MIT 6.S194 | Open Source Software Project Lab  

Giant Git Repositories Smashing Into Other Giant Git Repositories

Figure 1. Robots smashing into other robots.

This exercise shows you that, at heart, git truly is just a giant object graph.

Step 1: Clone the Patriot Act

Clone a repository with The Patriot Act in it.

git clone git://github.com/software-development/patriot-act.git 

Take a peek at the files in this directory:

  + patriot-act
  |
  | - README.md
  | - all-different.txt
  | - append.txt
  | - hr3162.txt
  | - same.txt

Two of these files, `README.md` and `hr3162.txt` are realted the USA Patriot Act. The rest of the files are simply here to help you investigate the behavior of git.

Step 2: Clone Franz Kafka's Metamorphosis

Next, in a new folder, clone a second repository with Franz Kafka's Metamorphosis.

git clone git://github.com/software-development/kafka.git

Take a peek at those files, too.

  + kafka
  |
  | - README.txt
  | - all-different.txt
  | - append.txt
  | - metamorphosis.txt
  | - same.txt

Step 3: Notice the Differences

Explore the differences in the two repositories. Some are simply different files, but others content differences within files of the same name.

What do you think would happen, file per file, if you try to pull the Kafka repository into Patriot Act repository?

Step 4: Super Smash Bros.

First, create a new clone of the Patriot Act repository (so you'll be able to compare it to the old one.)
git clone git://github.com/software-development/patriot-act.git patriot2
Notice how we added a final argument this time arount -- patriot2 -- which manually provides the name we want to give this repository. Change directories into this new patriot2 repository. Next, let's add a shortcut to the Kafka repository from inside patriot2:
git remote add kafka git://github.com/software-development/kafka.git

Recall that a remote in git is just like a nick-name for some other repository. The configuration for remotes are stored in `.git/config`. You can see the configuration for the new remote you just added by typing:

cat .git/config

Now pull from the remote kafka repository on Github into the local patriot2 repository on your disk.

git pull kafka master
You'll see the following message:
From git://github.com/software-development/kafka
 * branch            master     -> FETCH_HEAD
Auto-merging append.txt
CONFLICT (add/add): Merge conflict in append.txt
Auto-merging all-different.txt
CONFLICT (add/add): Merge conflict in all-different.txt
Auto-merging README.md
CONFLICT (add/add): Merge conflict in README.md
Automatic merge failed; fix conflicts and then commit the result.

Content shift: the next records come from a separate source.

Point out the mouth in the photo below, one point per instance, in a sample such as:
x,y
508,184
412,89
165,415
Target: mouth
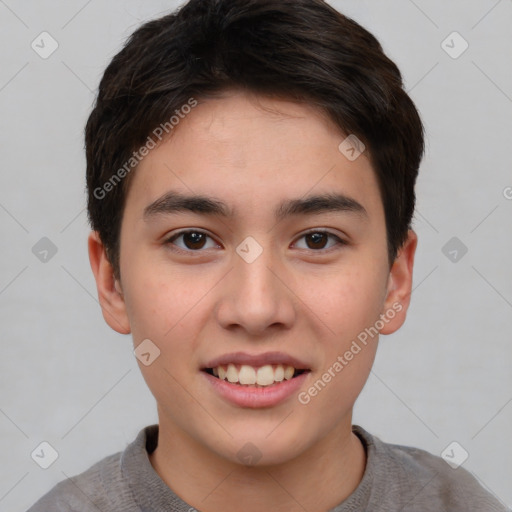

Step 5: Cleaning Up The Mess

Inspect the files in your repository again, both their names and contents. Come up with an explanation for why each file currently in the repository is in its current state:

  • README.md
  • all-different.txt
  • append.txt
  • hr3162.txt
  • metamorphosis.txt
  • same.txt

Now run a git status command.

What you are seeing in some of them is git's way of showing you a file it doesn't know how to merge:

<<<<<<<  HEAD
Why did the chicken cross the road?
=======
to get to the other side
>>>>>>> 18b5e56bc02acbc17e67a7849d467efc1c79a5d0

The << bit and the >> bit enclose the region with differences, and the equal signs divide it into two. On the top, we see the HEAD's version of what should be there (this is your local repository. On the bottom we see commit 18b5e5's version. What you pulled in.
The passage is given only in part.